Alerté par des élèves, le directeur de l'Ecole a contacté le ministère dès le 12 octobre. "La direction de l'Ensam d'Angers a contacté le ministère dès les faits connus", a ainsi indiqué le ministère de l'Enseignement supérieur, qui a de son côté averti le recteur de l'académie de Nantes et saisi l'inspection générale de l'administration de l'Education nationale. Les conclusions de cette enquête sont attendues pour fin janvier, peu après une commission disciplinaire interne à l'école, prévue le 10 janvier. 

Par ailleurs, dès qu'elle a eu connaissance des faits, l'école a précisé avoir immédiatement suspendu, "la période de transmission des valeurs sur tous les sites". Depuis, avec accord du ministère, la pratique a été réautorisée sur tous les campus de l'Ensam, à l'exception de celui d'Angers. 

Un bizutage?

"On a franchi une étape, là. C'est l'escalade. Avant, il y avait une pression psychologique. Là, ce sont carrément des sévices. Comment est-ce que, dans une grande école comme ça, on peut encore faire ça?", s'étonne Marie-France Henry, présidente du Comité national contre le bizutage. "Ce n'est pas de l'humiliation, ce n'est pas dégradant? C'est quoi alors? C'est de la torture, tout simplement", s'insurge-t-elle avant de réclamer "une condamnation en justice".

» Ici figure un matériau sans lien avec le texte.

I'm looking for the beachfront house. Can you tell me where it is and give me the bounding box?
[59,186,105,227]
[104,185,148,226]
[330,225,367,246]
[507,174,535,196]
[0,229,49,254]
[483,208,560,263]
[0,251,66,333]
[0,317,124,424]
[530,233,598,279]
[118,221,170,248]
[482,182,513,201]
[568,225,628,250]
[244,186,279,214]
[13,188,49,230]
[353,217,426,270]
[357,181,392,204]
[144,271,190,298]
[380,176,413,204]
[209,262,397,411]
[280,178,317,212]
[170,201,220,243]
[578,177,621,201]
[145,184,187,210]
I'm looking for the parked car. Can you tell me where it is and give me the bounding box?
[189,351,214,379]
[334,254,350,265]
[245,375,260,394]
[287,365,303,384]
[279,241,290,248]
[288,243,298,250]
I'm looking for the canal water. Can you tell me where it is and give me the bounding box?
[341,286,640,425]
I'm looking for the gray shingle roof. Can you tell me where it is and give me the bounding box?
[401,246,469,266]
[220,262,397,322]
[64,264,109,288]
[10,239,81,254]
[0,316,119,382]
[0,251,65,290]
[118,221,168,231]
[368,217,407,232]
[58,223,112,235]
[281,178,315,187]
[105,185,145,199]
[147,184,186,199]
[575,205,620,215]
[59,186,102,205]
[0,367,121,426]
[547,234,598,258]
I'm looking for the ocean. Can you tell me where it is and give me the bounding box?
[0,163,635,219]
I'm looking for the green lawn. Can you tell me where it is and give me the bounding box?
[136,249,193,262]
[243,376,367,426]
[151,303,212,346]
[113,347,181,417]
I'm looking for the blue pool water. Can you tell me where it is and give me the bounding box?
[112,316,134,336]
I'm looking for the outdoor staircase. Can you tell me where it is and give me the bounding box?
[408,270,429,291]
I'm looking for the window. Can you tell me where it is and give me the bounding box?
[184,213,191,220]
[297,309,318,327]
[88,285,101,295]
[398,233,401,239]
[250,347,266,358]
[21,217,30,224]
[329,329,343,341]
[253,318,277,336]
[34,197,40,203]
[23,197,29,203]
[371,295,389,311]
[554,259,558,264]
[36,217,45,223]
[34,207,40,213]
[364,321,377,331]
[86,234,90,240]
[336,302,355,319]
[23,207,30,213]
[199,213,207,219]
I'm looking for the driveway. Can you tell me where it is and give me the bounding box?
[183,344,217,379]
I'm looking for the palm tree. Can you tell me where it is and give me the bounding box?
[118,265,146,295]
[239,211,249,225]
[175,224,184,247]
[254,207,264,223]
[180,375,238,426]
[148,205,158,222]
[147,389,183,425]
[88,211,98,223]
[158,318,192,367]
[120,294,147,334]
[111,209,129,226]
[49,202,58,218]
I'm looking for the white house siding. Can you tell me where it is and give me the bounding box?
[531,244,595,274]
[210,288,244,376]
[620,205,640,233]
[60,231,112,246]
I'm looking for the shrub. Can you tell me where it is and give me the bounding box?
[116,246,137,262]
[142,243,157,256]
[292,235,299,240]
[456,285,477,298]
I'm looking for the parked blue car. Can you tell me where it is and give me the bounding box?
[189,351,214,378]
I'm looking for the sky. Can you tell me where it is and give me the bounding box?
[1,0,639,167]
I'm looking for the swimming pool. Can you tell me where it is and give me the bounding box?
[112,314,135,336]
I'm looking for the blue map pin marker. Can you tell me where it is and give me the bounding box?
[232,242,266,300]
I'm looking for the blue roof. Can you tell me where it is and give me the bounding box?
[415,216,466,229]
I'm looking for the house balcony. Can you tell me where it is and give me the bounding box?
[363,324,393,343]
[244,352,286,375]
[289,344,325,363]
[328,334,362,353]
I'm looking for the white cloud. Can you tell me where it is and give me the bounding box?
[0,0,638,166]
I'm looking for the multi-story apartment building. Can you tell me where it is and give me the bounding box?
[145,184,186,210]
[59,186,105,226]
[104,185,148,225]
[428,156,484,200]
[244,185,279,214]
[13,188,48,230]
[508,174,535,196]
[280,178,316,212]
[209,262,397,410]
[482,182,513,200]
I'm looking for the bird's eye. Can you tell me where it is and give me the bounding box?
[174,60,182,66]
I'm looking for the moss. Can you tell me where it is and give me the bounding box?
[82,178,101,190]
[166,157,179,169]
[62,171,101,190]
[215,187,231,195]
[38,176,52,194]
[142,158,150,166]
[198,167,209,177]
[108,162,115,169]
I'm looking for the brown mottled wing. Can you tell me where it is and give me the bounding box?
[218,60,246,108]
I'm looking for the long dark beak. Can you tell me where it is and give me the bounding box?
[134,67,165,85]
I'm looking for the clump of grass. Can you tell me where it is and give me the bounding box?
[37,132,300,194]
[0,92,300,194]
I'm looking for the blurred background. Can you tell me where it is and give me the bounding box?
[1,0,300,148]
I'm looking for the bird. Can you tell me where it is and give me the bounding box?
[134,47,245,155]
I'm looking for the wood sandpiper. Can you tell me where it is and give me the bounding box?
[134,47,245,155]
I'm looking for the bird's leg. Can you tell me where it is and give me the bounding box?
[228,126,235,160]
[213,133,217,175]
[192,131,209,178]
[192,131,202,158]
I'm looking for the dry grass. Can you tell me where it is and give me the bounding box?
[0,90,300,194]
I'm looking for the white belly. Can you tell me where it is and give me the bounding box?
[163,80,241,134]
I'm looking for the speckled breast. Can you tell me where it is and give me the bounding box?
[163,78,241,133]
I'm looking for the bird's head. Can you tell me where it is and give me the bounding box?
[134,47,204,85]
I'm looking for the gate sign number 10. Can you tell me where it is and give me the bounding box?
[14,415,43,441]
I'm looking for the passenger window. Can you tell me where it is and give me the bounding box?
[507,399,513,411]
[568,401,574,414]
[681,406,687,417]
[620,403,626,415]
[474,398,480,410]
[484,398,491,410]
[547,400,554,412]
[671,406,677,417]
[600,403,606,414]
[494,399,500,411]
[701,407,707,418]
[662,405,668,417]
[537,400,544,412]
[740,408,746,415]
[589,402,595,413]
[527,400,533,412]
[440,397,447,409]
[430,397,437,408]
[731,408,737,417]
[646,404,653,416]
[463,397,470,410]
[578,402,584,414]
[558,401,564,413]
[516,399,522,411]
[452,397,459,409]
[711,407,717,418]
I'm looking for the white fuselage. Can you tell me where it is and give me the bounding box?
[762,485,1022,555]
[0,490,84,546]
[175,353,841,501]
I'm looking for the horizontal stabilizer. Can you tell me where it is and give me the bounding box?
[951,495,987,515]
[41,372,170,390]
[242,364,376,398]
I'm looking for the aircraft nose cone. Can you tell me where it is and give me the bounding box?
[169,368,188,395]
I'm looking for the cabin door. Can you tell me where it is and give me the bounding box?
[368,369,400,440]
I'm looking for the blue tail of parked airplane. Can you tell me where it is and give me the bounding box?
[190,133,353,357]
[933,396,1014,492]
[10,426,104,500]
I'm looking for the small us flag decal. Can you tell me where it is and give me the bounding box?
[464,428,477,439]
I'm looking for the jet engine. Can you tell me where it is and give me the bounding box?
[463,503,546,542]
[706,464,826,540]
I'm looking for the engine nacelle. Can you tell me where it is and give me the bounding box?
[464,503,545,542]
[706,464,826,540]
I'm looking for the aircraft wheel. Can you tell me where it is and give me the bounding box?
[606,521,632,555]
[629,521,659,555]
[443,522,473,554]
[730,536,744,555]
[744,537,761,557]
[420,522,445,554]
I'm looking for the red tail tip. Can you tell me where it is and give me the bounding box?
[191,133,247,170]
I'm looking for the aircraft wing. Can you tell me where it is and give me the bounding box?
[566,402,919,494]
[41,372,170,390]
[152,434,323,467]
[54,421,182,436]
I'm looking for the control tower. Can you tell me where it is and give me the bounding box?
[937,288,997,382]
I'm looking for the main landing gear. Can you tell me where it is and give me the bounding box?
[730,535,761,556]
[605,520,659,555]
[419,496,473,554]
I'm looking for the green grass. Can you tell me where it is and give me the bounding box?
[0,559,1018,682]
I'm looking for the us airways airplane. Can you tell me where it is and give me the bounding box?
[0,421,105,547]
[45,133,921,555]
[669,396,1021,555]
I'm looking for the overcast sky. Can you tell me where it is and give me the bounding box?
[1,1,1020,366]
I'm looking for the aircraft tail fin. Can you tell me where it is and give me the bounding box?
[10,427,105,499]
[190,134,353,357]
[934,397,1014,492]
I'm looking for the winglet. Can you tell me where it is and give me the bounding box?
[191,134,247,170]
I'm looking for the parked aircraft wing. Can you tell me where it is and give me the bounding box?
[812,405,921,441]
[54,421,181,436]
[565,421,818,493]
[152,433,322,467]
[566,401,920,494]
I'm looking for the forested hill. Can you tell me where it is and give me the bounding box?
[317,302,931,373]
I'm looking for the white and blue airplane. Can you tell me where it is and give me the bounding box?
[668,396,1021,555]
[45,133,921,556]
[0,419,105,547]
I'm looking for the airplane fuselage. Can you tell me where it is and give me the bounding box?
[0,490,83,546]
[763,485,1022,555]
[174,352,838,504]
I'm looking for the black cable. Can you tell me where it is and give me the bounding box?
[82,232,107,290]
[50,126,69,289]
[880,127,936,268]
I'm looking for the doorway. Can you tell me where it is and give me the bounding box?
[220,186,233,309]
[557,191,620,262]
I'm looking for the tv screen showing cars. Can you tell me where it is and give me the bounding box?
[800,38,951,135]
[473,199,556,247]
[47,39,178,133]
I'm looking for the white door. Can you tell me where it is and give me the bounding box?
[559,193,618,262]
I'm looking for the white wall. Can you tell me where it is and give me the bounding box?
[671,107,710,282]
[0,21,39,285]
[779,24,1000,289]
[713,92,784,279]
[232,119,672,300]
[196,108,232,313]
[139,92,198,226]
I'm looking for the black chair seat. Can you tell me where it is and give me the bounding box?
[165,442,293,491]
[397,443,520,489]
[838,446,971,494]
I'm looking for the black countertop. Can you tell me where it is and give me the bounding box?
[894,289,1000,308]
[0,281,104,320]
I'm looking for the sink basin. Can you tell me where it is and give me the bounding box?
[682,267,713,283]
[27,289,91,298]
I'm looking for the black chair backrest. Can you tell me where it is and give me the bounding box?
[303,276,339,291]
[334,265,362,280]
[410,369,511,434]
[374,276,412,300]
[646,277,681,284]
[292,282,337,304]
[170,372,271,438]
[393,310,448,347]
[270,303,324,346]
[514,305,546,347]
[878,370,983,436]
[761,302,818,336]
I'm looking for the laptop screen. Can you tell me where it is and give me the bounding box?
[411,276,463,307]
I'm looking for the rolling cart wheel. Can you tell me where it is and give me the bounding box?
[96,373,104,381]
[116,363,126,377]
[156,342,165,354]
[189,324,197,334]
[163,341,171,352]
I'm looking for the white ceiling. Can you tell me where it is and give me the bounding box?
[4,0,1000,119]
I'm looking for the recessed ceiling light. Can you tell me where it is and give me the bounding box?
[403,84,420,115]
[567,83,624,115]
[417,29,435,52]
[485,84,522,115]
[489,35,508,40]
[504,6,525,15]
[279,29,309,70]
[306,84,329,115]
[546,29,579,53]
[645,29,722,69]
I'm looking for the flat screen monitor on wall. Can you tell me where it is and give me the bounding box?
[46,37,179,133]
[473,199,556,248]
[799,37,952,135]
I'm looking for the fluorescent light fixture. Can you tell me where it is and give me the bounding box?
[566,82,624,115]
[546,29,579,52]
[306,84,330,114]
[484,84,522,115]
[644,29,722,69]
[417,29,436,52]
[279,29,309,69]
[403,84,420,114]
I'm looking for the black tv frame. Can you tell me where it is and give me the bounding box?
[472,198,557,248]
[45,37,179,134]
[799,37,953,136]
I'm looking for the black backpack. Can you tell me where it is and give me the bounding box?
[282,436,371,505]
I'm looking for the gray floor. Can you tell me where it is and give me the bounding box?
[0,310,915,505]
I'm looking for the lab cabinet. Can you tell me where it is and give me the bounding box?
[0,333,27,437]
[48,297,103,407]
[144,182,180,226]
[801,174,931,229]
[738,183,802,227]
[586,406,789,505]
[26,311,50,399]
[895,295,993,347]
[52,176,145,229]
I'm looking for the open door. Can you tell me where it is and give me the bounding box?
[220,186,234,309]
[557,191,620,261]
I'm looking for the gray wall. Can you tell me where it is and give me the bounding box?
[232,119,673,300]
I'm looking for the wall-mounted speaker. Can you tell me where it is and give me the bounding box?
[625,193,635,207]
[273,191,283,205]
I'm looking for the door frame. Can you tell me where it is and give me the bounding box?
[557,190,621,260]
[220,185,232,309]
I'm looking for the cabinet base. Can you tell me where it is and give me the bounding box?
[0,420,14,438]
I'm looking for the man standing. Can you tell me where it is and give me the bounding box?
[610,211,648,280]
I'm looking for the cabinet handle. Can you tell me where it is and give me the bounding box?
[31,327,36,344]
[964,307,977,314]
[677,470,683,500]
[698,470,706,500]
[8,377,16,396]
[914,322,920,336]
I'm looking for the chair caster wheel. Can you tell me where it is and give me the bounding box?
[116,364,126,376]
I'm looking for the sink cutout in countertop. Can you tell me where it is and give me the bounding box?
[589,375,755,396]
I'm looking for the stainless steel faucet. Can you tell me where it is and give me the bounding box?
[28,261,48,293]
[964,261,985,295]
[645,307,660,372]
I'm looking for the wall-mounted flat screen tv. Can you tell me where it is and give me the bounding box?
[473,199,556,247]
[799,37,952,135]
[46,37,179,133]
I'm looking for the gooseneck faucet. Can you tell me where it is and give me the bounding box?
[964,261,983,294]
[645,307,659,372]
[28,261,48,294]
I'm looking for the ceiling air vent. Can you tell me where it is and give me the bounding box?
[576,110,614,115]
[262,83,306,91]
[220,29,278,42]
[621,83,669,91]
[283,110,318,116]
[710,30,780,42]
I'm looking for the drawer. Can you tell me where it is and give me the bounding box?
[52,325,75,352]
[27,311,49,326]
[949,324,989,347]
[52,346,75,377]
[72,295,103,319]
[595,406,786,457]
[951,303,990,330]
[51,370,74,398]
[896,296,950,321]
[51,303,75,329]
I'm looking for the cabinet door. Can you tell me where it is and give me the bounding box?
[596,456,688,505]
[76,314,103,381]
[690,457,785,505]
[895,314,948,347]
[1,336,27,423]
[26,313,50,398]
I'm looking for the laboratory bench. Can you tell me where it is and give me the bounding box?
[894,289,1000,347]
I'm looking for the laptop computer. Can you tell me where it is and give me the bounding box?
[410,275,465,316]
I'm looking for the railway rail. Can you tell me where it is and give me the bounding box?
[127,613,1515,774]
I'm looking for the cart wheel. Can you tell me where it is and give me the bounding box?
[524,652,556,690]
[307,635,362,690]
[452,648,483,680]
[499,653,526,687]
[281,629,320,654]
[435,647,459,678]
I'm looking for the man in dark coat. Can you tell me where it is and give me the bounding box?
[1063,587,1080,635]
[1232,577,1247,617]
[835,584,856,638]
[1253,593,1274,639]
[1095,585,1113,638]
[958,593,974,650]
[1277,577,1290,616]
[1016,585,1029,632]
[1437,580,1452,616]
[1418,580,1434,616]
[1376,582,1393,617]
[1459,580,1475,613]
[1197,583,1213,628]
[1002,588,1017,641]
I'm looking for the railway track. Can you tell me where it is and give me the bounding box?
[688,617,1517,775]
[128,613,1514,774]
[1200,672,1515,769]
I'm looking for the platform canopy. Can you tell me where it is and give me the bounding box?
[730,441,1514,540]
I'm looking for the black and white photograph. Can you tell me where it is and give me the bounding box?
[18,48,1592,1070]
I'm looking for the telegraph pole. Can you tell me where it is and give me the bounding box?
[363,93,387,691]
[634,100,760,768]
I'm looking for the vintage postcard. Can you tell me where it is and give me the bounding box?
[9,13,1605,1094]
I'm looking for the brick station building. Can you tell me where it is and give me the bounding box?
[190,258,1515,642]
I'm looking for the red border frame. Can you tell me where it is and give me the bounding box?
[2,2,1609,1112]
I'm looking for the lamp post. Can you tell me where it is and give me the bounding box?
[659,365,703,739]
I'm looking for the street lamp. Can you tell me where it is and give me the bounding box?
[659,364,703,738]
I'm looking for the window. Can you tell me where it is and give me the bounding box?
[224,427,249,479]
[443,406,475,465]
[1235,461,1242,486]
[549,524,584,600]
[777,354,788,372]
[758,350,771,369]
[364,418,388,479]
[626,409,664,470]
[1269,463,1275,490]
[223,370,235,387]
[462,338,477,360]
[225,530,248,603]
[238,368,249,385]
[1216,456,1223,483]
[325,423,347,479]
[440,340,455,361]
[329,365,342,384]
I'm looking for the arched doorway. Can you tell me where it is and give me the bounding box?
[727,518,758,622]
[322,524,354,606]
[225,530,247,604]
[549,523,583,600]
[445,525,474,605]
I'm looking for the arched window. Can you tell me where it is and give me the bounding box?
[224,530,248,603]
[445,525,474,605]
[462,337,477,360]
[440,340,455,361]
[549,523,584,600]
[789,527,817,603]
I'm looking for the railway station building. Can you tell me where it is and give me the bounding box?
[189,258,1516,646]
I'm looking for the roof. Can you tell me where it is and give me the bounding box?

Mais pour le directeur de l'Ensam Angers, Jean Quessada, la "période de transmission des valeurs" ne relève habituellement pas du bizutage. "On n’est pas dans des actes dégradants, de harcèlement ou d’humiliation, on en est bien loin. Et ça n’aurait pas dû laisser de traces", explique-t-il au Monde. "Ce sont des actes qui n’auraient pas dû se dérouler. On est tout sauf laxistes face à des faits comme ça", assure-t-il encore.

Pour rappel, le bizutage est une pratique interdite par la loi de 1998, qui prévoit des sanctions de six mois de prison et 7.500 euros d'amende. Contactée par l'AFP, l'école assure être "particulièrement vigilante" par rapport au cadre défini par cette loi, et dit informer "chaque année les étudiants de la stricte interdiction et des conséquences -y compris pénales- de toute pratique de bizutage".